3. Brush eggplant and zucchini slices with a little bit of oil and grill them on a griddle pan until cooked on both sides. Sprinkle with salt, cumin, paprika and a touch of chilli afterwards.
4. Fluff up cooked couscous with a fork, mix it with chickpeas, pomegranate seeds and freshly cut mint.
Season with salt to taste.
5. Divide olives, grilled veg, raw cucumber, couscous and sautéed tomatoes between two bowls. Use garlicky oil and tomato juice as a dressing. Serve with a few slices of finely chopped lemon.
QUICK-PRESERVED LEMONS
1. Cut lemons in half lengthwise and then into very thin slices, as thin as you can.

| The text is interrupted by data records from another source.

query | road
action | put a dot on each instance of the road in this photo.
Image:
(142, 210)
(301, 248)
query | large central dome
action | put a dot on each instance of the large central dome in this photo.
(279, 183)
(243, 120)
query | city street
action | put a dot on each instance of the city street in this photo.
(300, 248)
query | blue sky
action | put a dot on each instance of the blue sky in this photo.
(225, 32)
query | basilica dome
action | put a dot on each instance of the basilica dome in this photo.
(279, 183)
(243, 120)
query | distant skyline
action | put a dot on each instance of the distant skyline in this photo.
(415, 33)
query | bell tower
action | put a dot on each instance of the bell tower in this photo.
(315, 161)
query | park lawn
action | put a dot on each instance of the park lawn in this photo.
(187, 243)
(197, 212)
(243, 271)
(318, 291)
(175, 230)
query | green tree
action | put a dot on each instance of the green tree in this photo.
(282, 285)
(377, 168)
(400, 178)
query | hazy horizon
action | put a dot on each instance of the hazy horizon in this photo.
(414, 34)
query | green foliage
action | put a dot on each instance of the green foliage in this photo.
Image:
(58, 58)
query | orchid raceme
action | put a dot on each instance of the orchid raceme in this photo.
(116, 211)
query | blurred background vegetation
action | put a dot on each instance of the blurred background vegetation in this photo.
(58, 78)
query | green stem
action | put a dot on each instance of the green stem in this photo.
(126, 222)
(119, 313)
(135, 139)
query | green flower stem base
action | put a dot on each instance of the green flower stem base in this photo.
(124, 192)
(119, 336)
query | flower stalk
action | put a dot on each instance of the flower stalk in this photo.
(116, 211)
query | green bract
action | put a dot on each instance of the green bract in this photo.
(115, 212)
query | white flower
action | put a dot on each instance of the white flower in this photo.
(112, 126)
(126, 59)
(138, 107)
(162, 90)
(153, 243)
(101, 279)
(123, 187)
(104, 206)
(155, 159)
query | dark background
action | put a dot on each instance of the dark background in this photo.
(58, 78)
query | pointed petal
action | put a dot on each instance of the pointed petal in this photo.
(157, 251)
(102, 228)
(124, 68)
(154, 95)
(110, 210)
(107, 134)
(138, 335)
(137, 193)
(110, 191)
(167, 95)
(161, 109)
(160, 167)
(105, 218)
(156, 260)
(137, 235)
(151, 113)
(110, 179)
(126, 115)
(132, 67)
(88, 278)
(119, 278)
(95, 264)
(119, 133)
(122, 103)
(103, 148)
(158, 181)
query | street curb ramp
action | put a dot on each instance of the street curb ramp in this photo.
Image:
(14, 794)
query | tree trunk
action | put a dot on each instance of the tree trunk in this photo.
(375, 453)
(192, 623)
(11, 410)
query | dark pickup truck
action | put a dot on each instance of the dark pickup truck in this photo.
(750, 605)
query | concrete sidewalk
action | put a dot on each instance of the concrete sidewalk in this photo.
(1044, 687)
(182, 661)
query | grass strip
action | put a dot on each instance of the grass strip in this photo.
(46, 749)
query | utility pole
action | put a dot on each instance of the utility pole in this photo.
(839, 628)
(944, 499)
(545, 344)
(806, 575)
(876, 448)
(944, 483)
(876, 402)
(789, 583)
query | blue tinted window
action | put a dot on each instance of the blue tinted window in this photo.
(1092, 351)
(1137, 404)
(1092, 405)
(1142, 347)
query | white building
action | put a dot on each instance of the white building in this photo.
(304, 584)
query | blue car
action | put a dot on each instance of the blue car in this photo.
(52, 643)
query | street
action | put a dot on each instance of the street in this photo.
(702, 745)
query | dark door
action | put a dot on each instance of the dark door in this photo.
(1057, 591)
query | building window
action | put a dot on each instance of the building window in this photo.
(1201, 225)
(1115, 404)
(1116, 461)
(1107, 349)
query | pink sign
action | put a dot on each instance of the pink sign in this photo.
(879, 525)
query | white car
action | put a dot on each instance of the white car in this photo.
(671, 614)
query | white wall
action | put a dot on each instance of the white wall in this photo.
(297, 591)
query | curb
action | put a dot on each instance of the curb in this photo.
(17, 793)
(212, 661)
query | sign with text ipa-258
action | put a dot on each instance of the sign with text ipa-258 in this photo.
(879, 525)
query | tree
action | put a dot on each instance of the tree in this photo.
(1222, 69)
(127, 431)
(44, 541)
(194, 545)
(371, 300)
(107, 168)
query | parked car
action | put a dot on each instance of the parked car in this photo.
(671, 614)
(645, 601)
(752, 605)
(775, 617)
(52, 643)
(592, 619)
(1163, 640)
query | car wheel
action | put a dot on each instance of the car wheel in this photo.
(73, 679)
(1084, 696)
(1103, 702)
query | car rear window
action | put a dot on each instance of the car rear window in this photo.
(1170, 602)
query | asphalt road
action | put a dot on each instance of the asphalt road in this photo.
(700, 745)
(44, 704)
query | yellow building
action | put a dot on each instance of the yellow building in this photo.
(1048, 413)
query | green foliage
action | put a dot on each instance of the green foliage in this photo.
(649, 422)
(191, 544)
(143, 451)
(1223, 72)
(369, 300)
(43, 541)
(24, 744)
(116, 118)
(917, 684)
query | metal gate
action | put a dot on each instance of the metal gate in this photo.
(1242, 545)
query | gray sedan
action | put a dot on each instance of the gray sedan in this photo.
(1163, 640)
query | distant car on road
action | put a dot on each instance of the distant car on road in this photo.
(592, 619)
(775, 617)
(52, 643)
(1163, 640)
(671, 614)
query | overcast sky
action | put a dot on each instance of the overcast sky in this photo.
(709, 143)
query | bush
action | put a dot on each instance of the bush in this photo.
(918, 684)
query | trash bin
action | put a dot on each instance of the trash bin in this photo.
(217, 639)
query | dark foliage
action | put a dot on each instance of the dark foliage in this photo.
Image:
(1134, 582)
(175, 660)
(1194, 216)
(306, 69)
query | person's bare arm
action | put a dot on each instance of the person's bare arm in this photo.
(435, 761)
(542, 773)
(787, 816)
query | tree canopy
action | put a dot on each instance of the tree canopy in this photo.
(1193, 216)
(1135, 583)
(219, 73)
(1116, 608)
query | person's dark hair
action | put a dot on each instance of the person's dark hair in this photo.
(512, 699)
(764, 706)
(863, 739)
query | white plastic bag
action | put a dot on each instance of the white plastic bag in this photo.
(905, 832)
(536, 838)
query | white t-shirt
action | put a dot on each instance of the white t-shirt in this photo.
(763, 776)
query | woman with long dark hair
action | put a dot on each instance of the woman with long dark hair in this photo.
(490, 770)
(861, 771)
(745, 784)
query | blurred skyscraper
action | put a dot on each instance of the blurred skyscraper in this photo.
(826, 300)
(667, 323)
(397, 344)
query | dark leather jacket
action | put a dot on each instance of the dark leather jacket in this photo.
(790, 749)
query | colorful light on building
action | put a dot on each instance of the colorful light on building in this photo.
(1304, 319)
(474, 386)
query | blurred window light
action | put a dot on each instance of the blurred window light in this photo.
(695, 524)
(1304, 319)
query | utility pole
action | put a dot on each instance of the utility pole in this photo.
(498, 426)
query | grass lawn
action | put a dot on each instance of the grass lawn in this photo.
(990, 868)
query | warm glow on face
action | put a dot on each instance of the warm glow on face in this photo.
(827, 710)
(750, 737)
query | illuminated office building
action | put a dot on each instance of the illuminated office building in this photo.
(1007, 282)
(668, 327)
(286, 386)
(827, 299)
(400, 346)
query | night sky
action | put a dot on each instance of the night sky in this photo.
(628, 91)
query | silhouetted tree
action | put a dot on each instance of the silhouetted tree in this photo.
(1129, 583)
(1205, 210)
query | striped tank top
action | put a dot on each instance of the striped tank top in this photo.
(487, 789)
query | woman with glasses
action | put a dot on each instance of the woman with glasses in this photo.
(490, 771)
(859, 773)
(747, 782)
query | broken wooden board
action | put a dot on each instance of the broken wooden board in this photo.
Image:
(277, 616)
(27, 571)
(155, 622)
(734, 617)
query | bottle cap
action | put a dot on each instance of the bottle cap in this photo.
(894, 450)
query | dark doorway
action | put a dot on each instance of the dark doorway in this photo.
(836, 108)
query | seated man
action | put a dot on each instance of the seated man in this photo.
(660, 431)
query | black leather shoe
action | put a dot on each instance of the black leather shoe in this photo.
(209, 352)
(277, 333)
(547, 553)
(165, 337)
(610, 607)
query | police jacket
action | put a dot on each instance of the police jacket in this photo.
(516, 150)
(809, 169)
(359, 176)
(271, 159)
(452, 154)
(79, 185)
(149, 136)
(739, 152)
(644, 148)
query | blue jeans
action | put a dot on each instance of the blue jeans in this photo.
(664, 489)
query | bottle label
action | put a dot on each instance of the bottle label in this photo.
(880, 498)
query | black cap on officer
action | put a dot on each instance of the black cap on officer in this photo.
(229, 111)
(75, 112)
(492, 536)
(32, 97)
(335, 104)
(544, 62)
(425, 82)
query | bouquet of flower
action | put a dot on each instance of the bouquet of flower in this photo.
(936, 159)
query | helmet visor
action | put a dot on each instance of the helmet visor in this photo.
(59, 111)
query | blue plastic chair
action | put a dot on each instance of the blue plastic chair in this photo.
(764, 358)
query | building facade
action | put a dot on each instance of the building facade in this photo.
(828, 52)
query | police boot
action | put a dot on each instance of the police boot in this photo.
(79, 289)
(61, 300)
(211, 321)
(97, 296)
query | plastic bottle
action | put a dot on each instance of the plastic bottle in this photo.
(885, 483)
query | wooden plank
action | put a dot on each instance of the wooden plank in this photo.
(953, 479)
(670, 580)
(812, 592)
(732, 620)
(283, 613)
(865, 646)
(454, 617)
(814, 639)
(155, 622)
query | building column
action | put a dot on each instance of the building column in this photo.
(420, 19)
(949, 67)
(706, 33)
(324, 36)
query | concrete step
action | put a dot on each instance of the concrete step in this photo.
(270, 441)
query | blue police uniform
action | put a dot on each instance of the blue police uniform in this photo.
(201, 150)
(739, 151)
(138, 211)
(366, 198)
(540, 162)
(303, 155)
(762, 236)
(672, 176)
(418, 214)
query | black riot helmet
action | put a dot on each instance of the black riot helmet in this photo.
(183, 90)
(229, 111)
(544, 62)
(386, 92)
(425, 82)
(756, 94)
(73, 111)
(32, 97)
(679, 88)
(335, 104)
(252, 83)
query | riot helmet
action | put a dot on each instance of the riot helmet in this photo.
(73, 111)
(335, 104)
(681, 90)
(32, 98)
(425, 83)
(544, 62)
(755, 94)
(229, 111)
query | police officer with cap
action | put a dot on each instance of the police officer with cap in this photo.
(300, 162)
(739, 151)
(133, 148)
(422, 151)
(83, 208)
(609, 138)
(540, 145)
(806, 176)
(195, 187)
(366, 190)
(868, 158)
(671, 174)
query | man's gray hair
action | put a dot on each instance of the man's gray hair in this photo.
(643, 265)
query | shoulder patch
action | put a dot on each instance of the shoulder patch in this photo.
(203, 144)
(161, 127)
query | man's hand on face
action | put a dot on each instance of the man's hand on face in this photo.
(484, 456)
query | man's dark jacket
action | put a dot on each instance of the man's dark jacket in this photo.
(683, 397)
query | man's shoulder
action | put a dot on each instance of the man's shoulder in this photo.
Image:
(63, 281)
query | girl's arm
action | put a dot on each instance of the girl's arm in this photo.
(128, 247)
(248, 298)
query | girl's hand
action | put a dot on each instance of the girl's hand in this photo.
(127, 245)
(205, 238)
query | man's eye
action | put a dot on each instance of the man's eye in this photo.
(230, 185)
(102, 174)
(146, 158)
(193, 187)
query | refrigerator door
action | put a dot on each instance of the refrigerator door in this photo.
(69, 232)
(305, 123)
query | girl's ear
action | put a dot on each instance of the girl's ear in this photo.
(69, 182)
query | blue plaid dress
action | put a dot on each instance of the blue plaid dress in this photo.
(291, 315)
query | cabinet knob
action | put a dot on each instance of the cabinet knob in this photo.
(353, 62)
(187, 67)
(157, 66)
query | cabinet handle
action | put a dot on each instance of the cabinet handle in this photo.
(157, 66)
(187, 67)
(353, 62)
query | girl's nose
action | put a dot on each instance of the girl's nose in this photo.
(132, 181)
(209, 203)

2. Pound 1 tsp of salt and chilli in a pestle and mortar until you get a thick paste.
3. Place chilli paste, the rest of the salt, sugar and lemon juice in a bowl. Add lemon slices and rub the sugarsalt (or honeysalt) mixture into them. Stick crushed garlic clove into the mixture. Cover and refrigerate for at least one day prior to using.